In small isolated towns where gas grid is economically not the answer, Syn Gas plants are installed to the local gas grid. The customers are charged according to the gas they consume and the local LPG reservoir is replenished through large 20 MT LPG bowsers. A Syn Gas plant is successfully working in Gawadar and more are planned for Zhob, Pishin and other cities in Balochistan and northern areas of Pakistan. Such town gas projects would have endless uses in Pakistan. It could help stem the deforestation of parts of northern NWFP and Kashmir where wood is the basic fuel.

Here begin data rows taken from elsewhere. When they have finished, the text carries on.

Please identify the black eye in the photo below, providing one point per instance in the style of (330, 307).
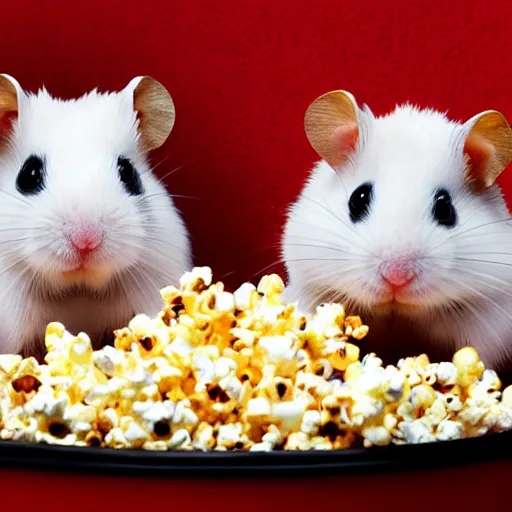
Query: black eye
(359, 202)
(443, 210)
(129, 177)
(30, 179)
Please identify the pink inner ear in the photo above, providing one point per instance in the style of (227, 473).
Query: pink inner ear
(6, 120)
(479, 152)
(345, 138)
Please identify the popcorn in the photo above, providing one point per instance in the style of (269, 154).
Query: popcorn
(219, 371)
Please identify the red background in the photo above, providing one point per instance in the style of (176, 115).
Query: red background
(242, 73)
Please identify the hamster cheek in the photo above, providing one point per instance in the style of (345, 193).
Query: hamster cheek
(94, 278)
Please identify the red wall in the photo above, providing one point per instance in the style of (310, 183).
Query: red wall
(242, 73)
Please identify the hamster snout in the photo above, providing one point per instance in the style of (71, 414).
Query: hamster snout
(399, 272)
(85, 239)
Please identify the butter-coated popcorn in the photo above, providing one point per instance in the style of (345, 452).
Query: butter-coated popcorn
(222, 371)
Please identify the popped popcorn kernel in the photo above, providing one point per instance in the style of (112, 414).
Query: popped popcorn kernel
(219, 371)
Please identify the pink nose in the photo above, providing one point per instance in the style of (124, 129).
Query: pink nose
(85, 239)
(399, 272)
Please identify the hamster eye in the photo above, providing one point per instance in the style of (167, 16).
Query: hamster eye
(129, 177)
(359, 202)
(30, 180)
(443, 210)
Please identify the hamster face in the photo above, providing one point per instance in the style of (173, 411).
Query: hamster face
(397, 228)
(81, 206)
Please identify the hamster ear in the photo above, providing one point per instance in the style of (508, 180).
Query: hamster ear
(488, 147)
(155, 111)
(331, 126)
(10, 89)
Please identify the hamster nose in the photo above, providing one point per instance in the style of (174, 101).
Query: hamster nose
(85, 239)
(398, 273)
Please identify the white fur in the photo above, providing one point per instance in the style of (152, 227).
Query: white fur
(146, 244)
(408, 154)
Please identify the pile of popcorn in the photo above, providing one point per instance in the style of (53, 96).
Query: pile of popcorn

The use of LPG as an automotive fuel has arrived fairly late in Pakistan. It has been illegally used in small commercial vehicles, like taxis, three wheelers and small pick up trucks but was officially approved only a couple of years ago. The first LPG filling station is yet to start operations. In our quest to use over-subsidised natural gas as auto fuel, we have overlooked the 15 million or so vehicles running on LPG autogas. The government has recently decided to ply around 10,000 buses in five large cities on natural gas, without a thought that gas load shedding is a reality for at least five months year. A single Compressed Natural Gas (CNG) buses running 300 kms a day would consume gas equivalent to about 19 households. LPG give them the answer to their problems. There are around 500 LPG buses in Vienna running for the past 30 years. Tokyo has 90,000 taxis and there a couple of thousand buses in the city of Guandong in China. LPG could share the load with natural gas with almost negligible particulate and carbon emissions. Imagine how LPG buses in Lahore would contribute to solving its pollution problems.
Natural gas extraction provides 60% of the world's LPG while the remaining comes from fractional distillation of crude oil. Industry estimates speak of uninterrupted LPG supplies for next fifty years or so. In Pakistan where 55% of power is generated by natural gas, LPG could ease off the situation, leaving more natural gas for use as feedstock in the production of fertilisers. Stand alone power plants running on LPG or Syn Gas could well be the answer to the power crises. In view of the transportability of LPG over natural gas, it could be taken anywhere by road and stored in large tanks. Its gas and liquid properties gives it the necessary ability as a very versatile fuel.
The wider industrial and commercial use of LPG would not limit its use in cooking and heating sectors. The use of LPG bottles in cooking both at home and in small cafes would cut down their reliance on natural gas. There are a series of motels on the M-2 motorway using medium size LPG tanks connected to a local gas network. They are successfully using it for cooking, space heating and in boilers. In certain countries, small and medium size LPG tanks are being used in mountainous areas, tourist resorts, camping sites, etc.
LPG as an alternate fuel gives us more choice in the use of existing hydrocarbons. It gives us the freedom of portability, wider use in different applications, both industrial and domestic. Its wider availability coupled with its environment friendly characteristics would last with us till we find we find a substitute for oil and gas.